Now that she is approaching the door to come into the outlet is the entrance and exit clearly marked? Is there ample space in the “decompression zone” (area just beyond the door) where customers can take off their sunglasses and coat and adjust to the inside setting before moving into the store? Keep this area clutter free so that customers have ample room to make any adjustments but also keep in mind that customers tend to overlook merchandise placed here.
Stay tuned until next time when we talk about merchandising tips and techniques to use in the retail outlet.

Tuesday, October 5, 2010

Can YouTube be used to help you market your ag. business? Part II

As with other social networking sites, it is necessary for an agricultural business to post frequently, though the number of videos produced may increase and/or decrease based on the seasonality of the business. To tie-in with other social networking tools you may be using, consider posting a video based on content posted in a blog, Facebook, Twitter, or other social network. Don’t forget to let consumers know when a new video available by sending them emails, placing an announcement on your website, putting a sign in your retail outlet, and posting on your other social networks.

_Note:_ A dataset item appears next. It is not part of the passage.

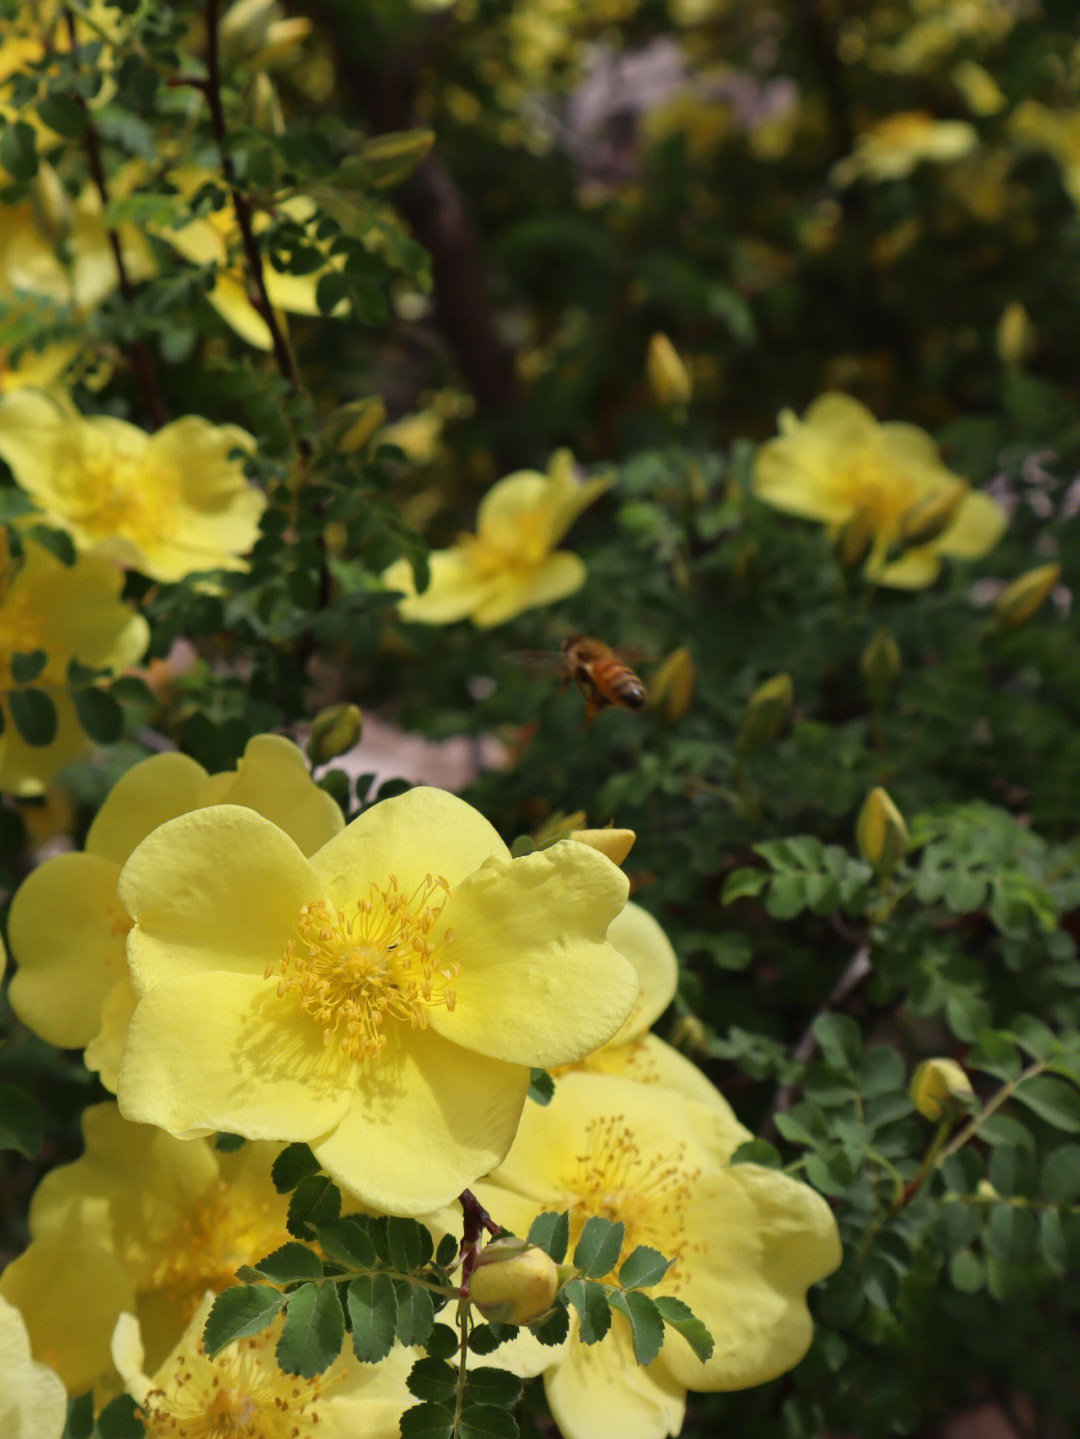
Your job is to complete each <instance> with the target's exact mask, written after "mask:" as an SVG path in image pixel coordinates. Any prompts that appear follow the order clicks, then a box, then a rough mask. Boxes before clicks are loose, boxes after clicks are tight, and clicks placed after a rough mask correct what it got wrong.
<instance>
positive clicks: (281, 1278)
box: [253, 1243, 322, 1284]
mask: <svg viewBox="0 0 1080 1439" xmlns="http://www.w3.org/2000/svg"><path fill="white" fill-rule="evenodd" d="M253 1268H255V1269H256V1271H257V1272H259V1274H260V1275H263V1276H265V1278H266V1279H272V1281H273V1282H275V1284H295V1282H298V1281H301V1279H321V1278H322V1261H321V1259H319V1256H318V1255H316V1253H315V1250H314V1249H309V1248H308V1246H306V1245H293V1243H290V1245H282V1246H280V1249H275V1250H273V1253H270V1255H267V1256H266V1258H265V1259H260V1261H259V1263H256V1265H253Z"/></svg>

YouTube can serve as a marketing and customer relationship tool for agricultural businesses. Since many people respond to visuals and absorb more information through their eyes than their ears, it has been suggested that “video is much more engaging than text” and it is possible that consumers will remain on a website for a longer period of time if video is available for them to watch ( Whether videos are created to promote a business, new products for the season, helpful tips, or how-to’s, posting videos on YouTube is just another creative way to reach current and potential customers and inform, remind, and persuade them to purchase your goods and services. Allowing consumers to view videos you produce adds another dimension to your website or emails.

As intimidating as posting a video on YouTube may be, consult the YouTube help pages where you can find videos and directions on numerous topics ranging from capturing sound to compressing video. Other resources can be found online through keyword searches. Once a process is developed, the number of videos and the content is only limited by your imagination.

Friday, October 1, 2010

Can YouTube be used to help you market your ag. business? Part I

As I read through the many email newsletters I receive each morning, it sure is apparent that topics pertaining to social networking, for beginner or experienced users, occupy a fair amount of space in each piece I read. A good deal of attention is given to social networking sites such as Twitter and Facebook, but an agricultural business should consider the benefits of using YouTube to inform, reach, and build relationships with consumers.

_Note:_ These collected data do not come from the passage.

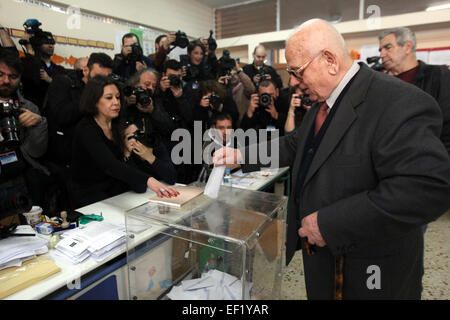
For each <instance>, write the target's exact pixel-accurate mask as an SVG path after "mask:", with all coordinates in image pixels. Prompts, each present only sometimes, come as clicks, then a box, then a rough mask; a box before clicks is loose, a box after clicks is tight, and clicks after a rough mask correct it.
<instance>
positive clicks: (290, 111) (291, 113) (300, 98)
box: [280, 85, 313, 135]
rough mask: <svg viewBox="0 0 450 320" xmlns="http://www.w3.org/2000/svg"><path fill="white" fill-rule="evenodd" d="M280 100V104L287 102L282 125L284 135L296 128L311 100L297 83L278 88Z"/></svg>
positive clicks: (310, 107)
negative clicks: (283, 123)
mask: <svg viewBox="0 0 450 320" xmlns="http://www.w3.org/2000/svg"><path fill="white" fill-rule="evenodd" d="M280 100H281V101H283V102H282V104H283V105H284V104H289V110H288V113H287V118H286V123H285V125H284V132H285V134H286V135H288V134H291V133H293V132H294V130H295V129H297V128H298V127H299V126H300V125H301V123H302V120H303V118H304V116H305V114H306V112H307V111H309V109H311V106H312V104H313V103H312V102H311V101H310V100H309V97H308V96H307V95H304V94H303V91H302V90H301V89H300V87H299V86H298V85H295V86H289V87H288V88H283V89H281V90H280Z"/></svg>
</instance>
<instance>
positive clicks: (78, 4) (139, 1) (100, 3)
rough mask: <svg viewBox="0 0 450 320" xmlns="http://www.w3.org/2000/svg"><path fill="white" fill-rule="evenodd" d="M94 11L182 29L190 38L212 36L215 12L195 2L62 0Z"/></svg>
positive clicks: (140, 0) (146, 0) (167, 27)
mask: <svg viewBox="0 0 450 320" xmlns="http://www.w3.org/2000/svg"><path fill="white" fill-rule="evenodd" d="M59 2H60V3H64V4H66V5H70V6H78V7H80V8H82V9H86V10H89V11H93V12H98V13H102V14H104V15H108V16H112V17H116V18H121V19H125V20H129V21H132V22H135V23H136V24H144V25H148V26H151V27H154V28H158V29H163V30H171V31H172V30H173V31H176V30H178V29H182V30H183V31H184V32H186V33H187V34H188V35H189V36H192V37H196V38H198V37H201V36H205V35H209V30H210V29H214V11H213V9H211V8H209V7H207V6H205V5H202V4H201V3H199V2H197V1H195V0H71V1H69V0H59Z"/></svg>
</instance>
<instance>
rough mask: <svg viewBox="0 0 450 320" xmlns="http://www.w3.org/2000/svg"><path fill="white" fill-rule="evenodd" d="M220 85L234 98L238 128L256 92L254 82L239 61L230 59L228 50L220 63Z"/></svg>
mask: <svg viewBox="0 0 450 320" xmlns="http://www.w3.org/2000/svg"><path fill="white" fill-rule="evenodd" d="M218 69H219V80H218V81H219V83H221V84H223V85H224V86H225V87H226V88H227V90H228V94H229V95H231V96H232V97H233V100H234V102H235V103H236V106H237V109H238V112H239V119H238V121H237V123H236V127H239V126H240V125H241V121H242V118H243V117H244V115H245V113H246V112H247V109H248V105H249V103H250V96H251V95H252V94H253V93H254V92H255V91H256V88H255V85H254V84H253V82H252V80H251V79H250V78H249V77H248V76H247V75H246V74H245V73H244V72H243V70H242V68H241V67H240V66H239V62H238V60H235V59H231V58H230V52H229V51H228V50H224V51H223V56H222V58H220V59H219V62H218Z"/></svg>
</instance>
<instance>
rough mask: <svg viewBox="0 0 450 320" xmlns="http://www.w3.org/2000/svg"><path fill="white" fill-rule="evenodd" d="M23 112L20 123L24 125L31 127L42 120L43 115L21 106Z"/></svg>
mask: <svg viewBox="0 0 450 320" xmlns="http://www.w3.org/2000/svg"><path fill="white" fill-rule="evenodd" d="M20 111H22V113H21V114H20V116H19V124H20V125H21V126H23V127H26V128H29V127H32V126H35V125H37V124H38V123H39V122H41V121H42V117H41V116H40V115H38V114H36V113H34V112H31V111H30V110H28V109H25V108H20Z"/></svg>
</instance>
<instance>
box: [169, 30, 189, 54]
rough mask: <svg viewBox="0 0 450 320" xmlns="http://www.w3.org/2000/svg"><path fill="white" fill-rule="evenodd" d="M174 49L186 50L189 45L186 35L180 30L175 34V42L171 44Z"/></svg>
mask: <svg viewBox="0 0 450 320" xmlns="http://www.w3.org/2000/svg"><path fill="white" fill-rule="evenodd" d="M172 45H173V46H174V47H179V48H181V49H184V48H187V46H188V45H189V39H188V37H187V35H186V33H184V32H183V31H181V30H178V31H177V32H176V33H175V41H174V42H173V44H172Z"/></svg>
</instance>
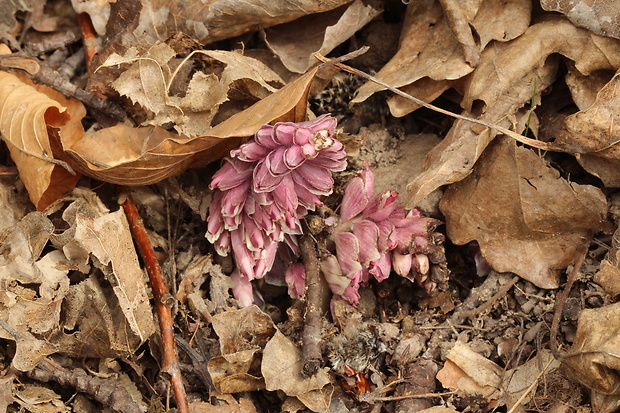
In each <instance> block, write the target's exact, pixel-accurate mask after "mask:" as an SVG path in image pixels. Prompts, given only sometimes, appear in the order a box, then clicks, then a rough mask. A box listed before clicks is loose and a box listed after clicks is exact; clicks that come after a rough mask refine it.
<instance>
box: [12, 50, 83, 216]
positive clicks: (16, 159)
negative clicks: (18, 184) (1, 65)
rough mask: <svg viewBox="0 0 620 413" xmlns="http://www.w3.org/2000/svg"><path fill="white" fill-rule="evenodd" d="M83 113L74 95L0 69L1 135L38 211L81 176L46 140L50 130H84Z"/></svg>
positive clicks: (70, 185) (70, 136)
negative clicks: (37, 84)
mask: <svg viewBox="0 0 620 413" xmlns="http://www.w3.org/2000/svg"><path fill="white" fill-rule="evenodd" d="M2 46H3V48H2V49H1V50H0V52H1V53H7V51H6V50H8V47H7V46H6V45H2ZM85 114H86V109H85V108H84V106H83V105H82V103H81V102H79V101H77V100H75V99H67V98H65V97H64V96H63V95H62V94H61V93H58V92H57V91H55V90H53V89H52V88H50V87H47V86H42V85H34V84H33V83H32V82H31V81H30V80H29V79H28V78H26V77H25V76H17V75H14V74H12V73H8V72H0V133H1V134H2V139H3V140H4V142H5V143H6V145H7V147H8V148H9V151H10V152H11V158H12V159H13V162H15V164H16V166H17V169H18V170H19V176H20V178H21V180H22V181H23V182H24V184H25V185H26V187H27V188H28V194H29V195H30V199H31V200H32V203H33V204H34V205H35V206H36V207H37V209H39V210H42V209H44V208H45V207H46V206H48V205H49V204H50V203H51V202H53V201H55V200H56V199H58V198H59V197H60V196H62V195H63V194H64V193H65V192H67V191H69V190H71V188H73V186H74V185H75V184H76V182H77V181H78V179H79V177H80V176H79V175H78V174H76V173H74V172H73V171H70V170H69V168H68V167H67V164H66V162H65V161H64V160H63V159H64V156H63V154H62V151H61V150H59V148H57V147H54V146H53V144H52V142H50V136H49V131H48V128H53V129H56V133H57V134H58V135H59V136H60V137H62V138H63V139H65V140H66V141H71V140H73V139H74V138H75V136H76V135H77V136H81V134H83V133H84V129H83V128H82V124H81V123H80V121H81V120H82V118H83V117H84V115H85ZM72 172H73V173H72Z"/></svg>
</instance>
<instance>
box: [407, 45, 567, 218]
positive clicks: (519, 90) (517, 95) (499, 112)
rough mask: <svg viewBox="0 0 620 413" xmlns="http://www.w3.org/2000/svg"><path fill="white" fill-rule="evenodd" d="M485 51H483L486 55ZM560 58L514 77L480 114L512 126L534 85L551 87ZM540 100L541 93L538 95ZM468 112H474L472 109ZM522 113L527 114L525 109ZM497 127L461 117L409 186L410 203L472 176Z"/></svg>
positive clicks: (516, 121) (496, 132)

Why use YouTube? Since many people are “visual”, this tool may better help convey benefits and features of your goods and services compared to “still” images that are just two-dimensional. Also, based on statistics, YouTube, in terms of “revenue and audience use,” is projected to increase 51% between 2009 and 2013 and in audiences between ages 18 and 34 (

What is YouTube exactly? YouTube is a website where viewers can watch programming such as movie trailers, clips, and full episodes of news programs, special interest shows, and videos that amateur videographers create. Videos can vary from less than a minute to over an hour in length. Viewers can find videos by:
• looking through videos arranged by pre-determined categories (e.g., How-to & Style),
• entering keywords into the search box (e.g., gardening, grilling vegetables), and
• clicking on links for related videos.
Viewers can also create a YouTube account and “subscribe” to “channels” that are specific to the source/person who posts the video (e.g., Garden Girl TV) or topic (e.g., how to make wine). By subscribing, viewers receive weekly emails that alert them when a new video is posted to their account.